'Get Down Tonight' at Promenade Park

8/10/2018
BY GEOFF BURNS
BLADE STAFF WRITER
Harry Wayne Casey of KC and the Sunshine Band performs during the first of two shows at Hoosier Park Racing & Casino in Anderson, Ind., in 2012.
Harry Wayne Casey of KC and the Sunshine Band performs during the first of two shows at Hoosier Park Racing & Casino in Anderson, Ind., in 2012.

It’s been more than 40 years since KC and the Sunshine Band gifted the world with such disco staples as “Shake Your Booty” and “Get Down Tonight” and had people around the world dancing The Hustle and Electric Slide.

Yet, if one asks front man Harry Wayne Casey how disco influenced what people hear on mainstream radio today, he insists the genre never really went away.
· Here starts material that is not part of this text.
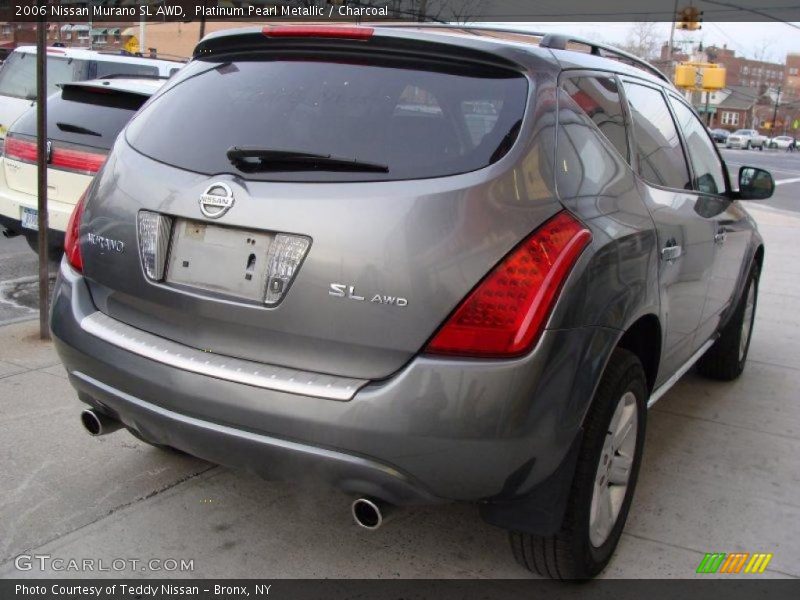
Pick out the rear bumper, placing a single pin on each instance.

“They say disco sucks or disco died, well, it never did,” Casey, 67, said. “I don’t think you can be more disco than Madonna, to be honest with you, yet she doesn’t get a disco title or any of the acts from the ‘80s because they changed the name and it became something else. I doubt if disco died, the term did, but terms always die. I don’t know why we keep labeling everything.”

IF YOU GO

What: KC and the Sunshine Band, Oliver Hazard

When: 6:15 p.m. Friday

Where: Promenade Park, 400 Water St., Toledo

Admission: $10; tickets can be purchased at www.ticketmaster.com, Huntington Center box office, or at the gate

KC and the Sunshine Band will perform Friday at Promenade Park in downtown Toledo. The concert is part of ProMedica’s Summer Concert Series and Toledo Jeep Fest.
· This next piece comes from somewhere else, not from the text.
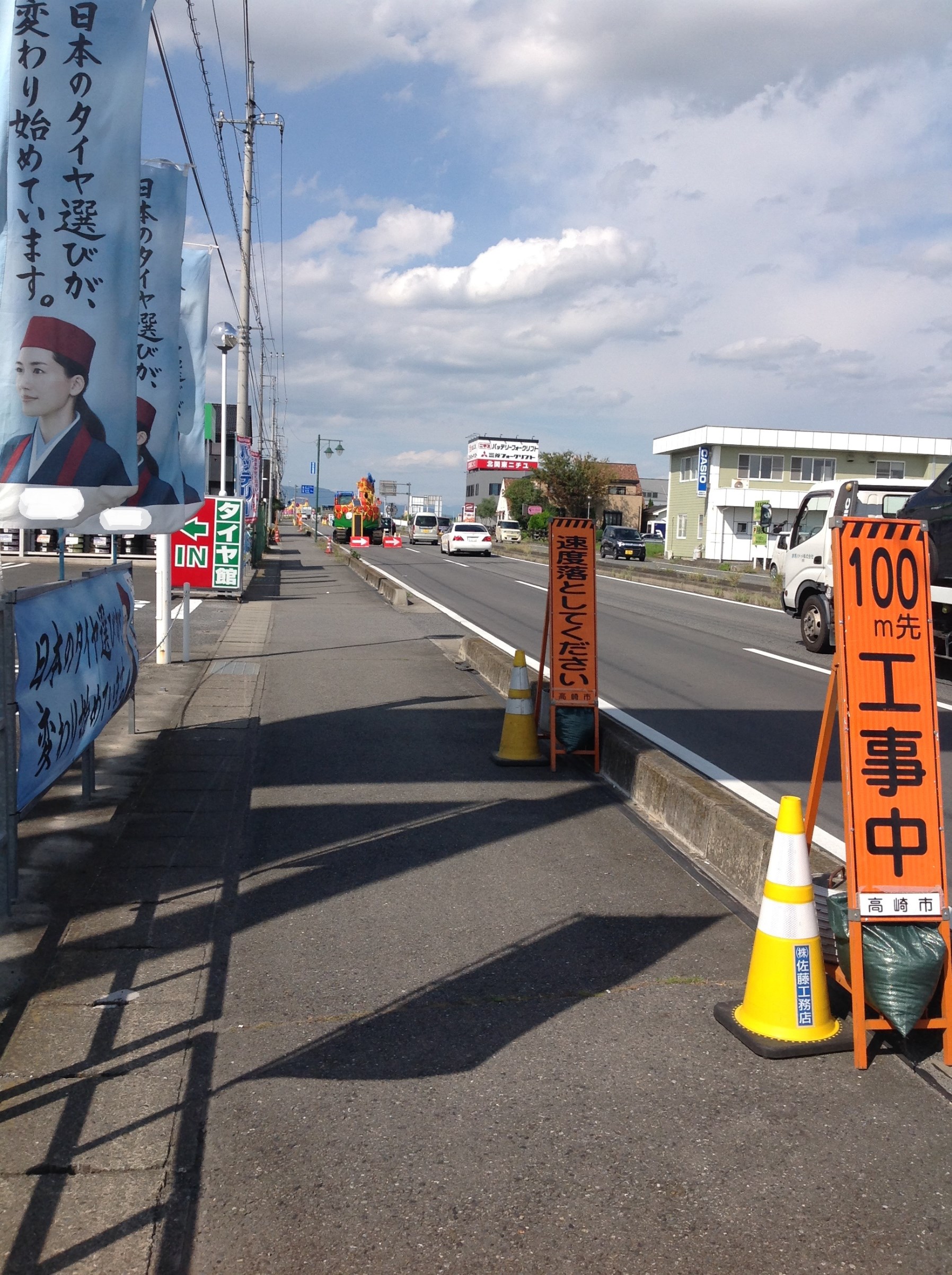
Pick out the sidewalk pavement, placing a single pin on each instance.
(403, 1012)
Most known for its highly successful disco music during the ’70s, selling more than 100 million records and earning three Grammy awards, Casey said he’s always been influenced by Joe Cocker, Chicago, Aretha Franklin, Sam & Dave, even going as far as Led Zeppelin.
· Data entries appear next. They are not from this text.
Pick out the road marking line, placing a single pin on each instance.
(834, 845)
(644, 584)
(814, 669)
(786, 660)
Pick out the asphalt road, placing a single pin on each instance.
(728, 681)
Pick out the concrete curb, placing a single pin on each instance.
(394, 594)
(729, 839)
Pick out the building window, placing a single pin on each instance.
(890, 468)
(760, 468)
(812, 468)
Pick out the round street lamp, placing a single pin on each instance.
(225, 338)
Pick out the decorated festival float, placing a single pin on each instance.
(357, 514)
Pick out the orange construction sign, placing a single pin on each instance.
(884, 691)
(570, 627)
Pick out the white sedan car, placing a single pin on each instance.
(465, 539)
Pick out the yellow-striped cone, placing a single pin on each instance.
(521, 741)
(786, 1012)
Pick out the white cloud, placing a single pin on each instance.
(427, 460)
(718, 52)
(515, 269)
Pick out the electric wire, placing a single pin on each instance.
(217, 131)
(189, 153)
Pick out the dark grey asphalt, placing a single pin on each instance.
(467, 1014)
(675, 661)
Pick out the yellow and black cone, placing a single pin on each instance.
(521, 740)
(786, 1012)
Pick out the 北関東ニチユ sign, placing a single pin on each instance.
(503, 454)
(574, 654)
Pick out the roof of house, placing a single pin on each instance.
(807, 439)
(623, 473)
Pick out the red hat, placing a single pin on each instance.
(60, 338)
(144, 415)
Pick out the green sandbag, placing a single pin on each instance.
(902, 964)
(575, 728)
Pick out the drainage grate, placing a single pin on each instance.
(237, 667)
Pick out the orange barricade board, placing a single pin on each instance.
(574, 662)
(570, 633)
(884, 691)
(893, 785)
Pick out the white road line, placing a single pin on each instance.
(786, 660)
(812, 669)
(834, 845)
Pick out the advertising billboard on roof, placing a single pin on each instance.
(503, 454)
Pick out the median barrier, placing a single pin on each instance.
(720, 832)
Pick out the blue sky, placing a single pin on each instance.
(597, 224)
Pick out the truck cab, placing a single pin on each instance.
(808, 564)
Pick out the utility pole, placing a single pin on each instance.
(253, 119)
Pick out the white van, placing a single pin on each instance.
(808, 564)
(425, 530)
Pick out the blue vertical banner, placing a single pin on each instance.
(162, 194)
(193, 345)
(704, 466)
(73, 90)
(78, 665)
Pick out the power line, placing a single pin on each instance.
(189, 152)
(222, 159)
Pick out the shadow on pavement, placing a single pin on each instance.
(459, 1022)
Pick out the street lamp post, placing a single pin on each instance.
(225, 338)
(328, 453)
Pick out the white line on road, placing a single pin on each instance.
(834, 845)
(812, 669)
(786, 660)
“If it was funky, I loved it. I guess you could call me a little funk monster,” he said with a laugh.

In 2015, the band released Feeling You! The ‘60s, its first album in more than 10 years. Casey decided to pay tribute to the decade that inspired him to become the musician he became during the ’70s. On the album, you’ll find covers of Bob Dylan’s “Blowin’ In The Wind,” Dionne Warwick’s “(There’s) Always Something There To Remind Me,” Joni Mitchell’s “Both Sides Now,” and Jackie DeShannon’s “Put A Little Love In Your Heart.”

Casey said Feeling You! The ‘60s is a collection of musical thoughts.

“It's a diary of my life, how I’ve felt personally, how I live my life, how I’ve thought of life, how I look at life in certain ways on a more emotional side than a party side,” he said. “Each one of the songs has a subliminal message and has a specific meaning to me.”

Still, Casey continues to keep his band’s disco legacy alive.

“I don’t think that far ahead; I really live for the moment,” he said. “I don’t ever remember going, ‘Wow, are these going to be good 40 years from now?’ That wasn’t part of the science or the idea of it all or how long are they going to last type of thing.”

“I’m thrilled and excited that they have stood the test of time and have stood the test of all the critics and everyone who demeaned them and put us down,” he said. “Still, to this day, I don’t think we get a lot of credit we probably deserve. It is what it is; that’s life.”